Positive-Parity Linear-Chain Molecular Band in C16

An inelastic excitation and cluster-decay experiment $^{2}\mathrm{H}(^{16}\mathrm{C},^{4}\mathrm{He}+^{12}\mathrm{Be}\text{ }\text{or}\text{ }^{6}\mathrm{He}+^{10}\mathrm{Be})^{2}\mathrm{H}$ was carried out to investigate the linear-chain clustering structure in neutron-rich $^{16}\mathrm{C}$. For the first time, decay paths from the $^{16}\mathrm{C}$ resonances to various states of the final nuclei were determined, thanks to the well-resolved $Q$-value spectra obtained from the threefold coincident measurement.
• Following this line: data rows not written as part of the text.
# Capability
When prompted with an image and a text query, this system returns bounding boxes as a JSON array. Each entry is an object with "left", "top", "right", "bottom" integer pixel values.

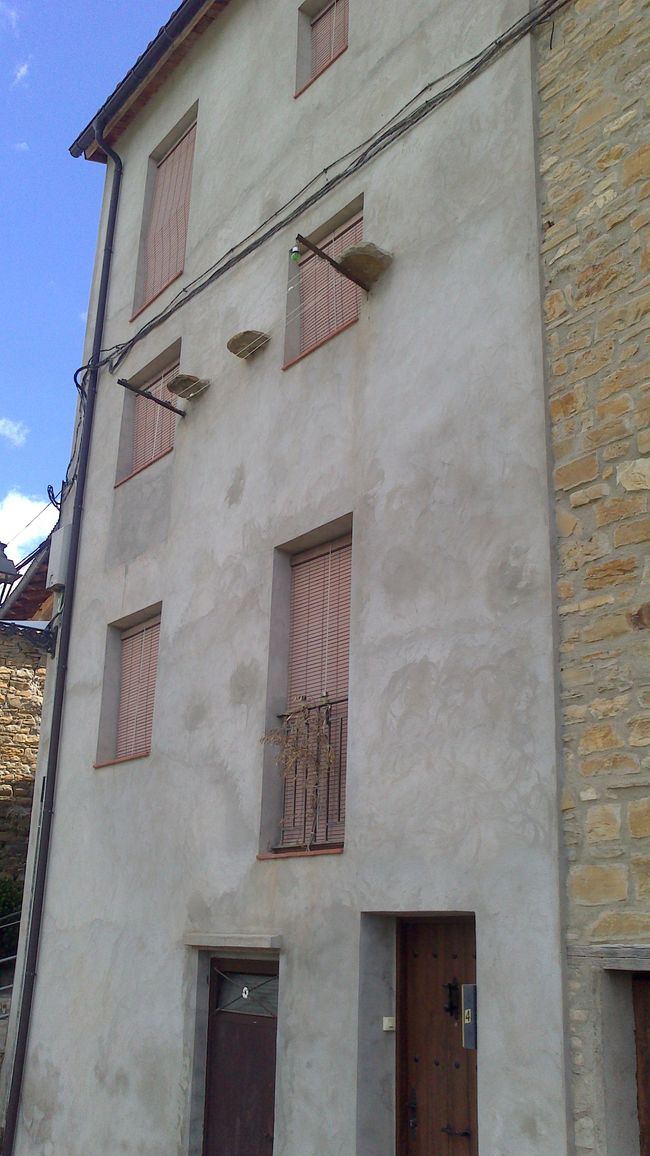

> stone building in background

[
  {"left": 1, "top": 0, "right": 650, "bottom": 1156},
  {"left": 0, "top": 541, "right": 53, "bottom": 882},
  {"left": 537, "top": 0, "right": 650, "bottom": 1156}
]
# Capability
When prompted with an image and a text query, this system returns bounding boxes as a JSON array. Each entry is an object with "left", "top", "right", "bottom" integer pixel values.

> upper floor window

[
  {"left": 285, "top": 213, "right": 363, "bottom": 365},
  {"left": 311, "top": 0, "right": 348, "bottom": 79},
  {"left": 134, "top": 124, "right": 197, "bottom": 312},
  {"left": 131, "top": 365, "right": 178, "bottom": 474},
  {"left": 280, "top": 535, "right": 352, "bottom": 850},
  {"left": 296, "top": 0, "right": 348, "bottom": 96},
  {"left": 116, "top": 617, "right": 161, "bottom": 758},
  {"left": 116, "top": 360, "right": 180, "bottom": 486}
]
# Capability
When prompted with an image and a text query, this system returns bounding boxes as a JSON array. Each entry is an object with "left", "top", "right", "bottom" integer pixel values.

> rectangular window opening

[
  {"left": 296, "top": 0, "right": 349, "bottom": 96},
  {"left": 133, "top": 124, "right": 197, "bottom": 313},
  {"left": 117, "top": 364, "right": 178, "bottom": 484},
  {"left": 285, "top": 212, "right": 363, "bottom": 366},
  {"left": 278, "top": 535, "right": 352, "bottom": 851},
  {"left": 116, "top": 618, "right": 161, "bottom": 758}
]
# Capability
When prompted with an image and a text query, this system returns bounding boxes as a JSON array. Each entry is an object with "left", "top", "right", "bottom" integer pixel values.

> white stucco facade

[{"left": 6, "top": 0, "right": 568, "bottom": 1156}]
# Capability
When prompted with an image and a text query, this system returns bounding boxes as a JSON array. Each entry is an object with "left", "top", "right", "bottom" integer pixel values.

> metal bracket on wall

[
  {"left": 296, "top": 232, "right": 370, "bottom": 292},
  {"left": 117, "top": 377, "right": 185, "bottom": 417}
]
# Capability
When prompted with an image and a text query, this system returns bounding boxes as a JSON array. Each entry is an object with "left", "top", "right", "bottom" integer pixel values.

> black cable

[{"left": 47, "top": 486, "right": 62, "bottom": 510}]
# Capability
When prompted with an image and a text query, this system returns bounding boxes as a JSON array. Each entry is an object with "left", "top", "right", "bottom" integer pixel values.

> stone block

[
  {"left": 590, "top": 911, "right": 650, "bottom": 943},
  {"left": 616, "top": 458, "right": 650, "bottom": 490},
  {"left": 584, "top": 558, "right": 637, "bottom": 590},
  {"left": 598, "top": 362, "right": 650, "bottom": 401},
  {"left": 622, "top": 142, "right": 650, "bottom": 187},
  {"left": 585, "top": 803, "right": 621, "bottom": 843},
  {"left": 582, "top": 614, "right": 631, "bottom": 643},
  {"left": 614, "top": 518, "right": 650, "bottom": 546},
  {"left": 551, "top": 385, "right": 586, "bottom": 422},
  {"left": 627, "top": 798, "right": 650, "bottom": 839},
  {"left": 594, "top": 494, "right": 648, "bottom": 526},
  {"left": 578, "top": 723, "right": 623, "bottom": 755},
  {"left": 569, "top": 482, "right": 610, "bottom": 509},
  {"left": 555, "top": 453, "right": 598, "bottom": 490},
  {"left": 629, "top": 716, "right": 650, "bottom": 747},
  {"left": 569, "top": 864, "right": 628, "bottom": 906},
  {"left": 631, "top": 855, "right": 650, "bottom": 899}
]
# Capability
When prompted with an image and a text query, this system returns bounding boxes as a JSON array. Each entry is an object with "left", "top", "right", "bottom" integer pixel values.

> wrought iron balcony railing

[{"left": 278, "top": 697, "right": 348, "bottom": 850}]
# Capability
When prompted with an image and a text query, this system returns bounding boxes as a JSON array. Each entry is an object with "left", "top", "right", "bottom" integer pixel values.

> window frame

[
  {"left": 294, "top": 0, "right": 349, "bottom": 98},
  {"left": 93, "top": 602, "right": 162, "bottom": 769},
  {"left": 116, "top": 615, "right": 161, "bottom": 761},
  {"left": 282, "top": 210, "right": 364, "bottom": 370},
  {"left": 116, "top": 360, "right": 179, "bottom": 488},
  {"left": 131, "top": 118, "right": 197, "bottom": 320}
]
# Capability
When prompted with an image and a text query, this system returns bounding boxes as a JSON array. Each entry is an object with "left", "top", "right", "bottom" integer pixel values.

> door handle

[
  {"left": 442, "top": 979, "right": 460, "bottom": 1020},
  {"left": 406, "top": 1088, "right": 418, "bottom": 1132}
]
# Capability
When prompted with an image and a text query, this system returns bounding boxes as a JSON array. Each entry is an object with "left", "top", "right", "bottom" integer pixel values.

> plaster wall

[{"left": 10, "top": 0, "right": 567, "bottom": 1156}]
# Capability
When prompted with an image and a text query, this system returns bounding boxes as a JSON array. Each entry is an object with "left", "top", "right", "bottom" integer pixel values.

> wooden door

[
  {"left": 398, "top": 918, "right": 479, "bottom": 1156},
  {"left": 204, "top": 959, "right": 278, "bottom": 1156},
  {"left": 631, "top": 976, "right": 650, "bottom": 1156}
]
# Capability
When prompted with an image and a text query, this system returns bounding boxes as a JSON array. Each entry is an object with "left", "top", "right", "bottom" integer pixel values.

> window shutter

[
  {"left": 300, "top": 216, "right": 363, "bottom": 353},
  {"left": 131, "top": 366, "right": 178, "bottom": 473},
  {"left": 289, "top": 541, "right": 352, "bottom": 709},
  {"left": 311, "top": 0, "right": 348, "bottom": 77},
  {"left": 116, "top": 620, "right": 161, "bottom": 758},
  {"left": 282, "top": 538, "right": 352, "bottom": 846},
  {"left": 140, "top": 125, "right": 197, "bottom": 305}
]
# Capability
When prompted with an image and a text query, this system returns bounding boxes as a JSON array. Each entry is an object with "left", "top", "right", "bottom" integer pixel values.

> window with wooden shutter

[
  {"left": 116, "top": 618, "right": 161, "bottom": 758},
  {"left": 281, "top": 536, "right": 352, "bottom": 849},
  {"left": 310, "top": 0, "right": 348, "bottom": 80},
  {"left": 300, "top": 215, "right": 363, "bottom": 355},
  {"left": 135, "top": 125, "right": 197, "bottom": 310},
  {"left": 131, "top": 365, "right": 178, "bottom": 474}
]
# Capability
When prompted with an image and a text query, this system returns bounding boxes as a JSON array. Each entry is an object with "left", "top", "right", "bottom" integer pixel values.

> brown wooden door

[
  {"left": 398, "top": 918, "right": 479, "bottom": 1156},
  {"left": 631, "top": 976, "right": 650, "bottom": 1156},
  {"left": 204, "top": 961, "right": 278, "bottom": 1156}
]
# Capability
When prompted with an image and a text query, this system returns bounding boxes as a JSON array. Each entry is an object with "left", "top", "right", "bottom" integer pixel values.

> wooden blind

[
  {"left": 281, "top": 538, "right": 352, "bottom": 847},
  {"left": 116, "top": 618, "right": 161, "bottom": 758},
  {"left": 138, "top": 125, "right": 197, "bottom": 306},
  {"left": 311, "top": 0, "right": 348, "bottom": 77},
  {"left": 131, "top": 365, "right": 178, "bottom": 473},
  {"left": 288, "top": 539, "right": 352, "bottom": 709},
  {"left": 300, "top": 216, "right": 363, "bottom": 353}
]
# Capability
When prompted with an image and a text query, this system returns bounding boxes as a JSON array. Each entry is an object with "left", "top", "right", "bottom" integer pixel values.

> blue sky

[{"left": 0, "top": 0, "right": 174, "bottom": 561}]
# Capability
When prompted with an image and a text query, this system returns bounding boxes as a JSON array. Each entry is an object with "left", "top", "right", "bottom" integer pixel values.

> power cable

[{"left": 61, "top": 0, "right": 570, "bottom": 436}]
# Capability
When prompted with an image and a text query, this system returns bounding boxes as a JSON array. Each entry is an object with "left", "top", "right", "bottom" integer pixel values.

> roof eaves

[{"left": 69, "top": 0, "right": 229, "bottom": 161}]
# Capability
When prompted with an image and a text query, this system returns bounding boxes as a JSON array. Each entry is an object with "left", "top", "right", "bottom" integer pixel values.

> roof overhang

[{"left": 69, "top": 0, "right": 230, "bottom": 163}]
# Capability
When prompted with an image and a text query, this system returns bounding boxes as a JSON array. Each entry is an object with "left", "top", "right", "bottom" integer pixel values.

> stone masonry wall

[
  {"left": 0, "top": 636, "right": 45, "bottom": 880},
  {"left": 537, "top": 0, "right": 650, "bottom": 1156}
]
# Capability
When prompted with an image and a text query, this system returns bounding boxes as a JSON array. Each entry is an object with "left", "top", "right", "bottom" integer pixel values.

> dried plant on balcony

[{"left": 260, "top": 699, "right": 334, "bottom": 850}]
The close-threshold resonance at 16.5 MeV is assigned as the ${J}^{\ensuremath{\pi}}={0}^{+}$ band head of the predicted positive-parity linear-chain molecular band with $(3/{2}_{\ensuremath{\pi}}^{\ensuremath{-}}{)}^{2}(1/{2}_{\ensuremath{\sigma}}^{\ensuremath{-}}{)}^{2}$ configuration, according to the associated angular correlation and decay analysis. Other members of this band were found at 17.3, 19.4, and 21.6 MeV based on their selective decay properties, being consistent with the theoretical predictions. Another intriguing high-lying state was observed at 27.2 MeV which decays almost exclusively to $^{6}\mathrm{He}+^{10}\mathrm{Be}(\ensuremath{\sim}6\text{ }\text{ }\mathrm{MeV})$ final channel, corresponding well to another predicted linear-chain structure with the pure $\ensuremath{\sigma}$-bond configuration.